“Il CNEL ha già segnalato in più occasioni, attraverso numerosi seminari e pubblicazioni scientifiche, che nella gig economy le funzioni di datore di lavoro non sono svolte da un soggetto organizzato verticalmente ma, dalla piattaforma digitale che permette la gestione dei rapporti di lavoro che a essa sono collegati. Il ragionamento sulle tutele applicabili ai gig workers potrebbe muovere non solo dai cambiamenti che l’avvento della gig-economy ha determinato nella figura del prestatore di lavoro ma anche dal mutamento della nozione di datore di lavoro”.

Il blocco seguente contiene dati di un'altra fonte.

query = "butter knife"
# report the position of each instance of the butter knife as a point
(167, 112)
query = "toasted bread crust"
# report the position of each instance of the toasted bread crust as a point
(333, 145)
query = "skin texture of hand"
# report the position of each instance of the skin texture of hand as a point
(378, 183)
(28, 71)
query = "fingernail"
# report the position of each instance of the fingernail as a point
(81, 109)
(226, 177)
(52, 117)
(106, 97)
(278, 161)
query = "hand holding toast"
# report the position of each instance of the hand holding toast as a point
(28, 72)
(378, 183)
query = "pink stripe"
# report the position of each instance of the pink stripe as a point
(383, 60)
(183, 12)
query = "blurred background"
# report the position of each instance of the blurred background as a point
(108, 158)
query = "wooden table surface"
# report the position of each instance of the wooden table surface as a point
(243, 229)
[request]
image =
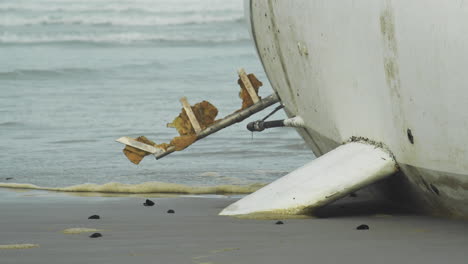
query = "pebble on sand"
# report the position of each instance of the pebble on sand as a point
(362, 227)
(148, 203)
(95, 235)
(94, 217)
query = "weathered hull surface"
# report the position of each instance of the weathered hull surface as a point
(389, 71)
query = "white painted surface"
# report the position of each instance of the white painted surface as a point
(374, 69)
(324, 180)
(296, 121)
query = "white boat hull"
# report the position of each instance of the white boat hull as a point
(390, 71)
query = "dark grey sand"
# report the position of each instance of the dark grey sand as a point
(133, 233)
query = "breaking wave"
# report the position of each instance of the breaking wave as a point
(116, 38)
(122, 6)
(117, 20)
(143, 188)
(28, 73)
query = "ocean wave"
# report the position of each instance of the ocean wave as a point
(143, 188)
(118, 20)
(117, 9)
(116, 38)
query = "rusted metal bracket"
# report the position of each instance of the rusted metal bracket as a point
(191, 115)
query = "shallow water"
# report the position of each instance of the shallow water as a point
(77, 74)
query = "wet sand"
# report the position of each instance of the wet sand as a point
(195, 233)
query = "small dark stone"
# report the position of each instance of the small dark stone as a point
(362, 227)
(148, 203)
(95, 235)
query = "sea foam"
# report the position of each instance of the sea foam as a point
(147, 187)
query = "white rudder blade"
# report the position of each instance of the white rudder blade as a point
(321, 181)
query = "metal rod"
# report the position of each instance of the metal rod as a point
(230, 120)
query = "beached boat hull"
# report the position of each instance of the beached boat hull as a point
(389, 71)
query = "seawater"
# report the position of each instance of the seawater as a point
(77, 74)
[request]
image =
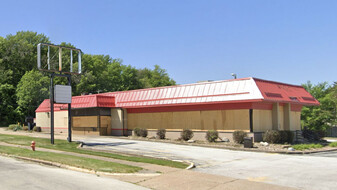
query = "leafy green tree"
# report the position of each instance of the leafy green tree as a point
(32, 89)
(323, 116)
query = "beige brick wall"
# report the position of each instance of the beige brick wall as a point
(222, 120)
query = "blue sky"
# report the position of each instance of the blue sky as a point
(290, 41)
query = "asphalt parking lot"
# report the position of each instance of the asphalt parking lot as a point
(315, 171)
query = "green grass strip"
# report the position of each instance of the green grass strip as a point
(333, 144)
(64, 145)
(306, 146)
(80, 162)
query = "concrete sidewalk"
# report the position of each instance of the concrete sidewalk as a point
(170, 178)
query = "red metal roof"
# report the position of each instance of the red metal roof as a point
(96, 100)
(236, 90)
(280, 92)
(226, 91)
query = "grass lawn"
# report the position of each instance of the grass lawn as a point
(333, 144)
(306, 146)
(72, 147)
(87, 163)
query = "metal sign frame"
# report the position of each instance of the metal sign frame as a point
(59, 73)
(60, 59)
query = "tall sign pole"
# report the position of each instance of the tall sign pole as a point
(69, 114)
(59, 93)
(51, 108)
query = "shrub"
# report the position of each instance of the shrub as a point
(313, 135)
(14, 127)
(37, 129)
(306, 146)
(186, 134)
(272, 136)
(238, 136)
(136, 131)
(161, 133)
(143, 132)
(286, 136)
(333, 144)
(212, 135)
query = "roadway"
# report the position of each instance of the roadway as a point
(298, 171)
(17, 175)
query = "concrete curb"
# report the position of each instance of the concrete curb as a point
(191, 164)
(239, 149)
(64, 166)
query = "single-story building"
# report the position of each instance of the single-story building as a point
(249, 104)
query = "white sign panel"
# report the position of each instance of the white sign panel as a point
(62, 94)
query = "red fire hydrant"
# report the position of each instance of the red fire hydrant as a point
(33, 145)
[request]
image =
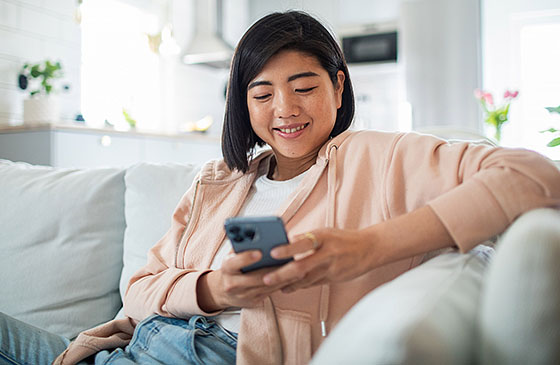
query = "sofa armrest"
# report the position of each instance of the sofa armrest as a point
(520, 312)
(426, 315)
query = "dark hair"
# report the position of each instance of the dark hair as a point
(292, 30)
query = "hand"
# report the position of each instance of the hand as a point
(340, 255)
(229, 287)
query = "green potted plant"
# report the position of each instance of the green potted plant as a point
(38, 79)
(556, 140)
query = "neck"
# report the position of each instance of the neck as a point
(285, 168)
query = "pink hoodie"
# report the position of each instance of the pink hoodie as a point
(359, 179)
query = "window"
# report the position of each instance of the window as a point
(520, 51)
(539, 82)
(119, 71)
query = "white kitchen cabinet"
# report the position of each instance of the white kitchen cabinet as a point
(69, 146)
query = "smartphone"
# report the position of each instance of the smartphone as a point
(257, 233)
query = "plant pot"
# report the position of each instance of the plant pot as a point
(41, 109)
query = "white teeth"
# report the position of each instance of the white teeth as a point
(292, 130)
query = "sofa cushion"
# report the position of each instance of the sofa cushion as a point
(61, 241)
(152, 193)
(425, 316)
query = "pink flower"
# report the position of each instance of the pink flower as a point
(511, 94)
(488, 98)
(478, 94)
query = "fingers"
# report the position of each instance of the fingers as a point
(302, 244)
(299, 271)
(234, 263)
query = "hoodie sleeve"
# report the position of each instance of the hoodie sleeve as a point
(161, 287)
(476, 190)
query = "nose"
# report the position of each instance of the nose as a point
(286, 105)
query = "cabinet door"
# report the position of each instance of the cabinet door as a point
(181, 151)
(79, 149)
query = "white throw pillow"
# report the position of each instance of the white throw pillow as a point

Lo ha detto il presidente del CNEL, Tiziano Treu, nell’audizione odierna nell’ambito dell’esame della proposta di direttiva del Parlamento europeo e del Consiglio, relativa al miglioramento delle condizioni di lavoro nel lavoro mediante piattaforme digitali innanzi, innanzi alla Commissione Lavoro della Camera alla quale è intervenuto anche il consigliere CNEL Michele Faioli. Ai lavori ha partecipato anche il segretario generale del CNEL Mauro Nori.
“Negli studi compiuti, il CNEL segnala che occorre evitare di incasellare per legge in modo rigido un lavoro che può assumere nella realtà molte varianti. Inoltre, nei più recenti studi giuslavoristici e nei tentativi di regolazione, legislativa e contrattuale, in materia di gig-economy, il problema posto riguarda prevalentemente la qualificazione del lavoro svolto dai riders, lavoro autonomo vs lavoro subordinato. Ma ciò non basta. Bisogna andare oltre. Il problema della qualificazione del lavoro non è sufficiente per comprendere il fenomeno. La gig-economy è una forma di matchmaking tra domanda e offerta di lavoro. Ci sono opportunità di lavoro, offerte mediante piattaforma digitale, che consentono una certa conoscibilità del mercato del lavoro e, dunque, maggiori occasioni di accesso al lavoro. Il che, spesso, si combina con esigenze personali di flessibilità e, in altre circostanze, purtroppo, si declina con forme di precarietà, anche esistenziali”, ha aggiunto il presidente Treu.
“Con la proposta di direttiva del 2021 si aprono una serie di scenari nuovi. In primo luogo, la direttiva dovrebbe allineare la propria definizione con l’assetto normativo che si sta sviluppando a livello europeo in materia di intelligenza artificiale e di servizi/mercato digitale. Ma la cosa comporta molti problemi. L’armonizzazione tra norme europee è il presupposto per un buon funzionamento del mercato in cui operano anche le piattaforme digitali che intermediano lavoro – ha sottolineato il presidente del CNEL – La giusta concorrenza tra operatori del mercato digitale, europeo e transnazionale, non è da intendersi come un corollario delle tutele giuslavoristiche. Più e meglio si incide su tali discipline della concorrenza, maggiori saranno i benefici per tutti, anche i consumatori e i lavoratori. La proposta di direttiva riabilita un meccanismo giudiziale che permetterebbe al lavoratore di chiedere al giudice di intervenire per riqualificare il rapporto di lavoro come subordinato. Se da una parte questo crea maggiori possibilità di esercitare i propri diritti, dall’altra non segue l’impostazione preventiva della lite che l’Accordo Quadro Europeo sul lavoro digitale del 2020, sottoscritto da tutte le parti sociali, prevede”.
“L’Accordo Quadro punta essenzialmente su procedimenti di informazione e consultazione che permettono ai rappresentanti dei lavoratori di predisporre tutele adeguate allo specifico caso e ritagliate sulle esigenze dei lavoratori, fermo restando un assetto generale di principi condivisi da tutti (tutela della dignità personale, prospettiva persona-centrica, etc.). La proposta di direttiva non valorizza sufficientemente il ruolo delle rappresentanze sindacali neanche nella sezione che attiene ai diritti sull’accesso all’algoritmo (art. 6 ss.): si tratta di diritti individuali, rimessi all’esercizio di ciascun lavoratore. Il che non supporta la contrattazione collettiva e la partecipazione strategica nella materia delle piattaforme, creando spazio per contenziosi lunghi e spesso complicati. La proposta di direttiva potrebbe rendere più sinergica la collaborazione tra autorità garante della privacy, a cui sono assegnate una serie di funzioni, e ispettorati del lavoro”, ha concluso Treu.